I have written about plateaus before but other ideas come along and I have additional thoughts, so I want to address plateaus again . . . some more.
For one, you need to verify you are on an actual plateau. Do you keep records of your scores? Some people don’t and are just going on the “feeling” that they haven’t gotten better recently. This may or may not be true. Keeping records of your scores on the various rounds you compete on and, better, charting those scores will be instructive. I remember one guy who felt he hadn’t made any improvement in months. It was just the beginning of indoor season and his first two scores of the season were the same as he was shooting at the end of the previous season. Of course, he hadn’t made any improvement in months . . . he hadn’t shot that round in months. And shooting the same scores as you were shooting previously after such a log break indicates that there has been no loss of scoring ability in that situation, and that is not a negative thing.
Some Things to Try
To avoid a plateau that is due to being in a rut, you should try mixing it up some. Try:
• shifting venues. Shoot at a different range or indoor range. Shoot with different people. Shoot at different times.
• doing something differently. Consult coaches, books, magazines, videos, YouTube, etc. for a form improvement and see if you can incorporate that into your shot. This is not to be done thoughtlessly, as a panacea, but with due consideration. And remember that anytime you try something new, your scores are inclined to dip some. The question (always) is do they come back up higher than they were.
• different equipment.

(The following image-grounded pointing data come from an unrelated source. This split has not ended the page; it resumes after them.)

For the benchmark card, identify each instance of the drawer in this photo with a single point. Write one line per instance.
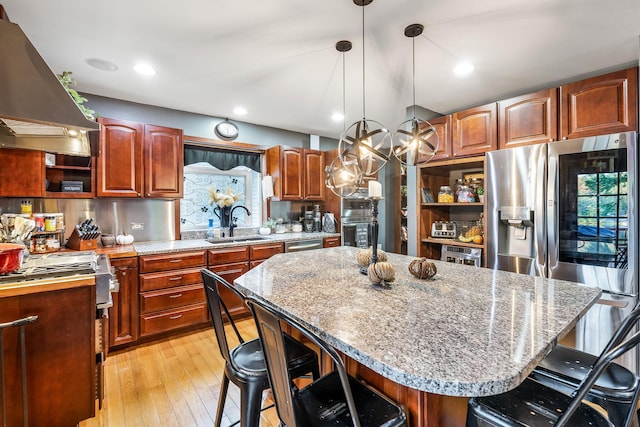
(259, 252)
(153, 281)
(166, 299)
(228, 255)
(172, 261)
(173, 319)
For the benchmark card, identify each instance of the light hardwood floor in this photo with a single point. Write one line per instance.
(173, 382)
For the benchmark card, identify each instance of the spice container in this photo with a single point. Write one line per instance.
(445, 195)
(465, 195)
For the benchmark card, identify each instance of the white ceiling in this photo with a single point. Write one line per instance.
(277, 58)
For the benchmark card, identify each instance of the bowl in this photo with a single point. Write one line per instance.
(11, 255)
(108, 240)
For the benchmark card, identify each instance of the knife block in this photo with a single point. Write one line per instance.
(79, 244)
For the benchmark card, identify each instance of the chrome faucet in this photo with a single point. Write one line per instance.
(232, 219)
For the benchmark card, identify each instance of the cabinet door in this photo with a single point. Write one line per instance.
(442, 126)
(474, 130)
(120, 159)
(163, 162)
(123, 316)
(21, 173)
(313, 175)
(528, 119)
(600, 105)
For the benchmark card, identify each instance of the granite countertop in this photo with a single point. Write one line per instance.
(168, 246)
(467, 332)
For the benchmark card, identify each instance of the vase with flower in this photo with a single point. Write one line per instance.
(223, 203)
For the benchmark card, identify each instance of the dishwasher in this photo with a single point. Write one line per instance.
(303, 245)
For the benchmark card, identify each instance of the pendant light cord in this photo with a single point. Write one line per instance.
(363, 79)
(413, 75)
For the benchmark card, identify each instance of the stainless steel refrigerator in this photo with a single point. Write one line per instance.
(568, 210)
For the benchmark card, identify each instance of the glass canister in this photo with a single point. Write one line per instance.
(465, 195)
(445, 195)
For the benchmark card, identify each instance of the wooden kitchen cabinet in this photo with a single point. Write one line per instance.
(600, 105)
(231, 263)
(21, 173)
(298, 173)
(528, 119)
(432, 176)
(171, 292)
(442, 125)
(139, 160)
(60, 355)
(120, 159)
(123, 315)
(475, 130)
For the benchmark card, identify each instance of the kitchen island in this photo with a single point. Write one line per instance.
(428, 344)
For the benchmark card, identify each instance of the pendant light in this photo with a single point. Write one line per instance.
(366, 141)
(343, 175)
(415, 141)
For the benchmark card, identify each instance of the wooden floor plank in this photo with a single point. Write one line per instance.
(171, 382)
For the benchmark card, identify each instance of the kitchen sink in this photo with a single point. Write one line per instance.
(237, 239)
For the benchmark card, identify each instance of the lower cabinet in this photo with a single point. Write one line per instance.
(123, 315)
(60, 356)
(171, 292)
(230, 263)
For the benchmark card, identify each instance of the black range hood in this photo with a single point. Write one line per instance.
(36, 111)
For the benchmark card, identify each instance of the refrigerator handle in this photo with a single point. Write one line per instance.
(552, 213)
(541, 214)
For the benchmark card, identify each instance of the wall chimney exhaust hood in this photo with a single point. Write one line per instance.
(36, 111)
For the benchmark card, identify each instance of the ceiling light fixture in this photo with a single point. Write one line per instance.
(344, 174)
(144, 69)
(415, 141)
(367, 141)
(463, 68)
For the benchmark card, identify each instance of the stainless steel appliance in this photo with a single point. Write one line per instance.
(567, 210)
(64, 264)
(356, 218)
(462, 255)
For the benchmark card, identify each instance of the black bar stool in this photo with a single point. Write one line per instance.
(244, 364)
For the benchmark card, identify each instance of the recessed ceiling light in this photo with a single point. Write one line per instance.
(463, 68)
(101, 64)
(144, 69)
(337, 117)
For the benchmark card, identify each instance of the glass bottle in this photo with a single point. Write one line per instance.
(210, 232)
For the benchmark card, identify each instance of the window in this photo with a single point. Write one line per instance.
(195, 206)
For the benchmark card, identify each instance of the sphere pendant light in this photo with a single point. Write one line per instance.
(415, 141)
(343, 175)
(366, 141)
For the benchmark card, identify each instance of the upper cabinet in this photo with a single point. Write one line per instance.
(138, 160)
(298, 173)
(475, 131)
(442, 125)
(528, 119)
(22, 173)
(599, 105)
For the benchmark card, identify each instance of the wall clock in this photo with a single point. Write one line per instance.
(226, 130)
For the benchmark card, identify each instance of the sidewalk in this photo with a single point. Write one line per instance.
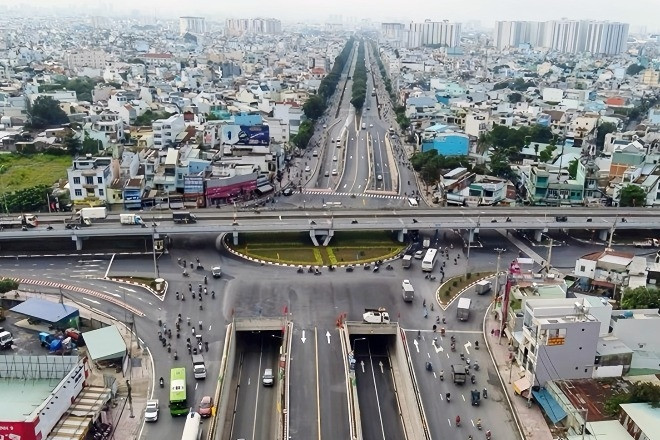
(530, 420)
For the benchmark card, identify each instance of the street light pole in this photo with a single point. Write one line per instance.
(497, 270)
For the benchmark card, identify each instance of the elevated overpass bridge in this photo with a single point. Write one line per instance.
(322, 224)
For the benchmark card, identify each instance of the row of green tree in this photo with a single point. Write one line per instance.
(381, 67)
(317, 104)
(82, 85)
(359, 91)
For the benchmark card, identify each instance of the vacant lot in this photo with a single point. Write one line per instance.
(20, 172)
(297, 248)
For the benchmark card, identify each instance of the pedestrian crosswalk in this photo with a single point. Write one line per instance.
(345, 194)
(78, 289)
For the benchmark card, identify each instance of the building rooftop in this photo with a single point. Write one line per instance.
(26, 396)
(591, 395)
(645, 417)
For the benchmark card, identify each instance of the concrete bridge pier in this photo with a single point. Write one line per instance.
(325, 235)
(78, 241)
(538, 235)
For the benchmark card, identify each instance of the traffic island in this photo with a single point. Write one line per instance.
(455, 286)
(157, 287)
(296, 249)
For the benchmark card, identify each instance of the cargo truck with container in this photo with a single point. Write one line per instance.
(408, 291)
(463, 309)
(131, 219)
(483, 287)
(184, 217)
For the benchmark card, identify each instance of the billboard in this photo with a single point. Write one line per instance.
(233, 134)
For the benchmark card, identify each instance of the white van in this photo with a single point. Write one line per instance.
(268, 378)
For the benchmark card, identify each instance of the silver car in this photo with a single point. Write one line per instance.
(151, 411)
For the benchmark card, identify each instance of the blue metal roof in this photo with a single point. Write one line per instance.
(550, 406)
(45, 310)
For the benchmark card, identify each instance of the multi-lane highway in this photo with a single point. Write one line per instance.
(447, 219)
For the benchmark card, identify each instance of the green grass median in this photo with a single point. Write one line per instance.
(297, 248)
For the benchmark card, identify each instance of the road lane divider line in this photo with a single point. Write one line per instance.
(318, 383)
(109, 266)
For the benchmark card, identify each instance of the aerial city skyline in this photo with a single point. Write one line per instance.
(286, 219)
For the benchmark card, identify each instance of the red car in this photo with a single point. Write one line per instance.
(205, 406)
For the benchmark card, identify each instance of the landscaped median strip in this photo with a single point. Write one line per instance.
(479, 277)
(386, 259)
(142, 285)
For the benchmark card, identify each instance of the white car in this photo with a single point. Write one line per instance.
(151, 411)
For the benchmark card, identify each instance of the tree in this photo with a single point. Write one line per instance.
(72, 144)
(602, 130)
(46, 111)
(546, 154)
(640, 298)
(8, 285)
(305, 132)
(314, 107)
(634, 69)
(632, 195)
(515, 97)
(572, 168)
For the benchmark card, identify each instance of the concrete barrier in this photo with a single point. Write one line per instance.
(224, 389)
(355, 422)
(411, 410)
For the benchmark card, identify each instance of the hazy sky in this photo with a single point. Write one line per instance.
(635, 12)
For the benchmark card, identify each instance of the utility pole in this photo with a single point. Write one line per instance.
(547, 263)
(497, 270)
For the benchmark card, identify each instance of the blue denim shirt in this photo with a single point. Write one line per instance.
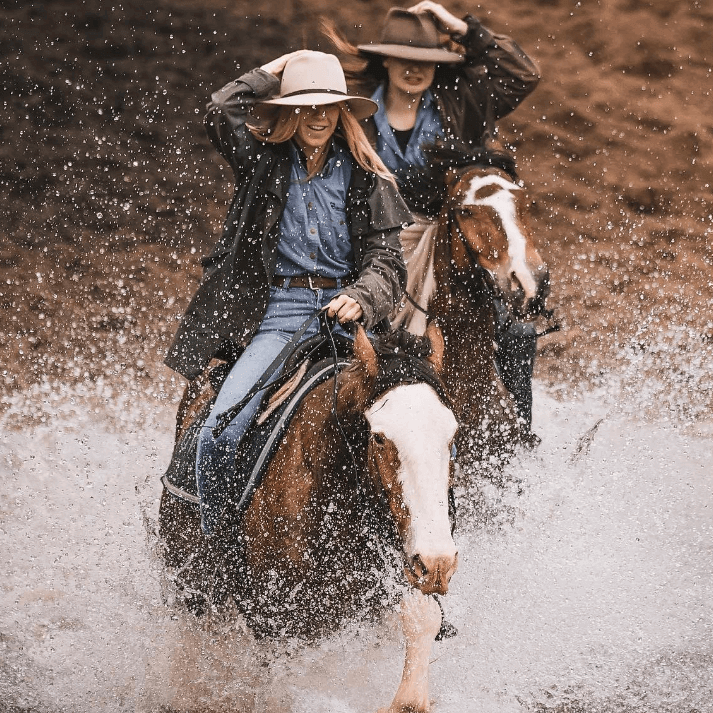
(427, 127)
(314, 234)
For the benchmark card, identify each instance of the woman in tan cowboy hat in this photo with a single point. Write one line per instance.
(313, 224)
(428, 91)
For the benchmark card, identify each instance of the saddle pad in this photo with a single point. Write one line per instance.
(255, 451)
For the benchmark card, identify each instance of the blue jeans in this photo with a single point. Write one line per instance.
(215, 469)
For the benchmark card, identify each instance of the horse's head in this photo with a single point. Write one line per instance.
(489, 213)
(411, 430)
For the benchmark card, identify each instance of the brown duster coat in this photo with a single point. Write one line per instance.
(228, 307)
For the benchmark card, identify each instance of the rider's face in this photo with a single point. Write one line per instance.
(409, 76)
(316, 126)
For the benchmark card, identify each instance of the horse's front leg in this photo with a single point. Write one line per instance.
(421, 621)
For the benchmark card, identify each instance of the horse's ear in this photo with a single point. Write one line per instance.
(435, 336)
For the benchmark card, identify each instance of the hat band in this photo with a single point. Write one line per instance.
(313, 91)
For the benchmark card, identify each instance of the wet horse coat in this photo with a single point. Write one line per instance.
(482, 247)
(334, 515)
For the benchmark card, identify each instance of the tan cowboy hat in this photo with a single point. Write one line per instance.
(314, 79)
(410, 35)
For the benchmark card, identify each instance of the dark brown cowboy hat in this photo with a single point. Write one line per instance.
(410, 35)
(315, 79)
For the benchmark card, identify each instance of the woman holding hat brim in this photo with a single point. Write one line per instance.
(313, 224)
(426, 91)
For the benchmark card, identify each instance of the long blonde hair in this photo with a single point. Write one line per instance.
(283, 124)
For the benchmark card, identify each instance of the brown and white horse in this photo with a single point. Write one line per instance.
(333, 515)
(483, 248)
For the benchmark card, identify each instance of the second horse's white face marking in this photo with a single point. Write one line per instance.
(503, 203)
(422, 429)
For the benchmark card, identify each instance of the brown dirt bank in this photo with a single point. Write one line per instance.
(111, 191)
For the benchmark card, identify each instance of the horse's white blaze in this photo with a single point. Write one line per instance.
(503, 203)
(422, 428)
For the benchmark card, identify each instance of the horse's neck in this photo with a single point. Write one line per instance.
(465, 314)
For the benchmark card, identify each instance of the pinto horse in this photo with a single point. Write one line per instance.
(360, 481)
(482, 250)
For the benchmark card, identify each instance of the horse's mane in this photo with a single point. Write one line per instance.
(400, 341)
(423, 186)
(443, 156)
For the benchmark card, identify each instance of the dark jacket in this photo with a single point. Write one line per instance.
(229, 305)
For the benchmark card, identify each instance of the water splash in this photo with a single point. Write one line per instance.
(587, 588)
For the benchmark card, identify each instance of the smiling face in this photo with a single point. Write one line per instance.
(409, 76)
(316, 126)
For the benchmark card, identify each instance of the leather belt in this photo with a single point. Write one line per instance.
(314, 282)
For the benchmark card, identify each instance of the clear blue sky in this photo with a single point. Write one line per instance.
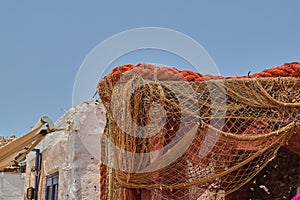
(42, 44)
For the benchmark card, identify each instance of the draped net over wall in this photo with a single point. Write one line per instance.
(219, 131)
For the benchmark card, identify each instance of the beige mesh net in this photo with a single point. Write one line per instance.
(173, 139)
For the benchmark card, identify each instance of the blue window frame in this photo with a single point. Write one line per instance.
(52, 187)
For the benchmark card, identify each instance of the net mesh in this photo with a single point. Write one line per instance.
(174, 134)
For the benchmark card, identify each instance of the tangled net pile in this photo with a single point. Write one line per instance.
(184, 135)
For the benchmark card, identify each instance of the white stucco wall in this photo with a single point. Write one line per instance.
(74, 153)
(11, 186)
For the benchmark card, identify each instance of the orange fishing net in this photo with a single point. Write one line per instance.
(178, 134)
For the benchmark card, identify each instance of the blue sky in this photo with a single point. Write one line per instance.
(42, 44)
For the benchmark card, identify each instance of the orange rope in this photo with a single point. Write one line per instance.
(167, 73)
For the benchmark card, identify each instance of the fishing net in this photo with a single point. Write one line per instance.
(174, 134)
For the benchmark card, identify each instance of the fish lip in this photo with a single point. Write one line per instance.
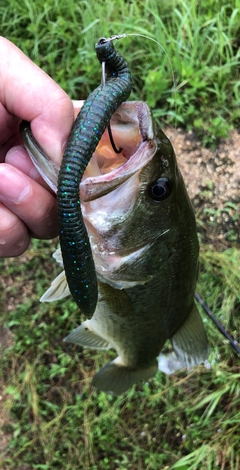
(91, 187)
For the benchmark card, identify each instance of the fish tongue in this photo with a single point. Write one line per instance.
(92, 168)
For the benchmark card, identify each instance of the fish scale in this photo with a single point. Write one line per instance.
(88, 128)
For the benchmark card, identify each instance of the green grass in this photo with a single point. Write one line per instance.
(52, 417)
(195, 83)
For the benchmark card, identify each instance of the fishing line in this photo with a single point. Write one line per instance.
(197, 296)
(217, 323)
(174, 88)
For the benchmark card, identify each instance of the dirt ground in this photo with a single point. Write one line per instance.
(213, 182)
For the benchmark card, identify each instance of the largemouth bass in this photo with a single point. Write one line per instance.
(143, 237)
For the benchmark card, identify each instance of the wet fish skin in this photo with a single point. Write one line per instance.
(146, 257)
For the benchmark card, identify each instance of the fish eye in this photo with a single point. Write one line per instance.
(159, 189)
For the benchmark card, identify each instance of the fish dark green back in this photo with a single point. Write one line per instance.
(87, 130)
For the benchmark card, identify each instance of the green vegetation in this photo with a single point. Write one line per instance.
(52, 418)
(195, 83)
(56, 420)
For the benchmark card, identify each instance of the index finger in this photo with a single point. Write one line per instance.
(29, 93)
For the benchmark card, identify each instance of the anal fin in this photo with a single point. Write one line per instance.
(86, 337)
(116, 379)
(58, 289)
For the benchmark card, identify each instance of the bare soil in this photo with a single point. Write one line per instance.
(213, 182)
(212, 179)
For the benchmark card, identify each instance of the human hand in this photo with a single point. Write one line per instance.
(27, 205)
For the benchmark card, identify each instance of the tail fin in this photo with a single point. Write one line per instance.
(116, 378)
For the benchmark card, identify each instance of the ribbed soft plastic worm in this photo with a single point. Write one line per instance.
(87, 130)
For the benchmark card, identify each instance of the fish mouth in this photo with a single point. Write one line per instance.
(133, 132)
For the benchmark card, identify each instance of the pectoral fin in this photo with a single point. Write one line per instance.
(86, 337)
(190, 341)
(58, 289)
(116, 378)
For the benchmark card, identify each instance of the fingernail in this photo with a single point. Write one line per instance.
(13, 186)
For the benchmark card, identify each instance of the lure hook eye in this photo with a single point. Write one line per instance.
(159, 190)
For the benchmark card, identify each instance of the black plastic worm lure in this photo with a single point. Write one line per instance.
(87, 130)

Maybe this indoor season, try shooting Barebow, or if you shoot Barebow Compound, try shooting Barebow Recurve. If you shoot Compound Unlimited/Freestyle, try shooting with a pin sight rather than a moveable sight. Sometimes a holiday from your old routines will reset your systems to get back on a pattern that is “trending upward.”
The basic idea is to disrupt your old routines a bit (not massively!) to give you enough of a different feel as to get your attention, then you bring that attention back to your normal shooting.